This paper presents a very neat idea for interpreting predictions of black-box classifiers. The idea is simple and apparently works quite well. Given a large complex model, such as a deep neural net for image classification, providing a faithful simple explanation of the entire model is probably impossible. Thus, they focus on explaining just a single prediction first, and then do a little bit of work to explain models by picking a group of representative predictions, but this latter part is less clear how to generalize. The first one, though, is not; it does seem quite general.
Suppose the black-box model maps inputs $\mathcal{X}$ (e.g. texts) into labels $\mathcal{Y}$ (e.g. categories for text classification). The idea of LIME is to map each input into another set of "explanations" (for text, that can be the binary presence/absence of words).
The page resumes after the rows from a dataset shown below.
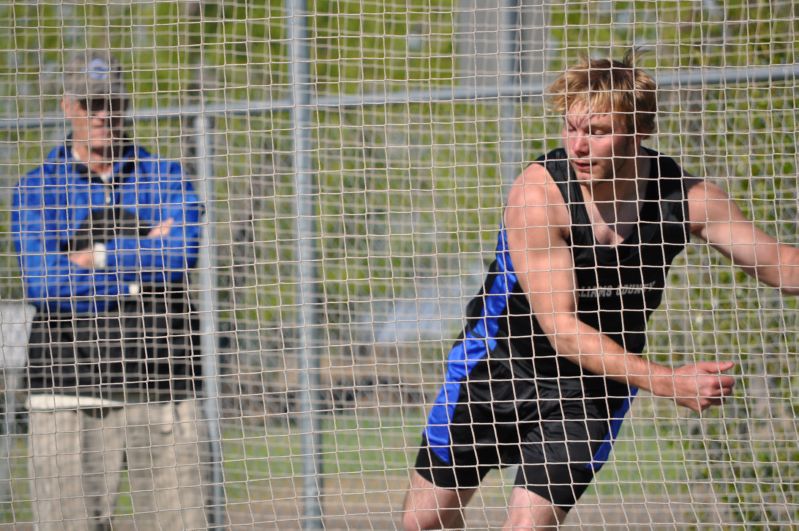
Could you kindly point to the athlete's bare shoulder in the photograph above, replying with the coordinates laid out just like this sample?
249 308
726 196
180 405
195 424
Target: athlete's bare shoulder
535 199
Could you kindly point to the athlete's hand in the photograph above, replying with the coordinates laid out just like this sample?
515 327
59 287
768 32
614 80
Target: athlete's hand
697 386
83 258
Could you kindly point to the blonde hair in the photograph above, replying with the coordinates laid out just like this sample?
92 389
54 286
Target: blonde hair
605 85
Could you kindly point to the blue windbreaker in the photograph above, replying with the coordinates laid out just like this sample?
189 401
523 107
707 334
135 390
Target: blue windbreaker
51 202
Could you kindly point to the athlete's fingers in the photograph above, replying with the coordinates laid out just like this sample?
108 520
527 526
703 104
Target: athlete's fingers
714 366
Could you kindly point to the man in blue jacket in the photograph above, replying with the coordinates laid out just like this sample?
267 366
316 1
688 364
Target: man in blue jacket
107 235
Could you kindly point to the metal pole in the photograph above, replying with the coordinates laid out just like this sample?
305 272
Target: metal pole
208 304
509 76
308 293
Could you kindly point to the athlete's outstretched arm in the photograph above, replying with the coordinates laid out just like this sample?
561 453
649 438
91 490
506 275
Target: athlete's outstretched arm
718 220
537 223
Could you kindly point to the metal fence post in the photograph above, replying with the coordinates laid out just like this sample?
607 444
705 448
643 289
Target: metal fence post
208 305
306 236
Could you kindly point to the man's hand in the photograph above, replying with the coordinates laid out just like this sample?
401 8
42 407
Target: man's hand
83 258
161 229
697 386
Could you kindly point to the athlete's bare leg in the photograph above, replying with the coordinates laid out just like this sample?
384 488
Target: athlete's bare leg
429 507
527 510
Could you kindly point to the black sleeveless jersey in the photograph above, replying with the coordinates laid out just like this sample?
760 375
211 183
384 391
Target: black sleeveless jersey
616 287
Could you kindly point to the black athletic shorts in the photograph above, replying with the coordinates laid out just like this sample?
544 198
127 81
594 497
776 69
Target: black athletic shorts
559 437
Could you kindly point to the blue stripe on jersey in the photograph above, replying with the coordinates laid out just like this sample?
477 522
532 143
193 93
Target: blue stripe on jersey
478 341
616 418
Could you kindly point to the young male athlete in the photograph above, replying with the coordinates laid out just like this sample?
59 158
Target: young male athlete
549 360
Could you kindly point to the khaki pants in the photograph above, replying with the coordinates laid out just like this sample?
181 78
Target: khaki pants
77 457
Then, given an input, LIME samples a bunch of explanations both near and far away from that input, uses those explanations to transform the input back, then fits a simple interpretable model that (1) is locally faithful, i.e. to accurately predict what happens when you change the input, and (2) is simple (i.e. minimizes the number of words in the explanation). The simple interpretable model might be, for example, a shallow decision tree or sparse a linear classifier with binary weights.
For texts and images, their classes of explanations are very directly linked to the input: for text, it is a list of words that are present/absent in the input, and for images it is super-pixels (i.e. square patches in the image). This leads to very easy to understand explanations, indeed.
The intuitive idea is very simple. You have an input, for which prediction you want an explanation. Then, you perturb the input locally (i.e. randomly remove words, or apply gray square patches in an image), and run the classifier in each perturbed input. Then, you use the classifier output on these new inputs to find an explanation. For example, if every time you erase the words "theorem" and "proof" from the text, it changes the class from "math paper" to something else, then you can faithfully say that these words are the "explanation" for the prediction: if they weren't there, the prediction would have changed. Finding this explanation can be done by fitting a simple model, like a sparse regression.
I'm thinking of possible applications of this kind of explanations in an education setting, in a project I'm starting to work on. Let's see if I come back to report on that in a few months (this would enter a very late stage of the project).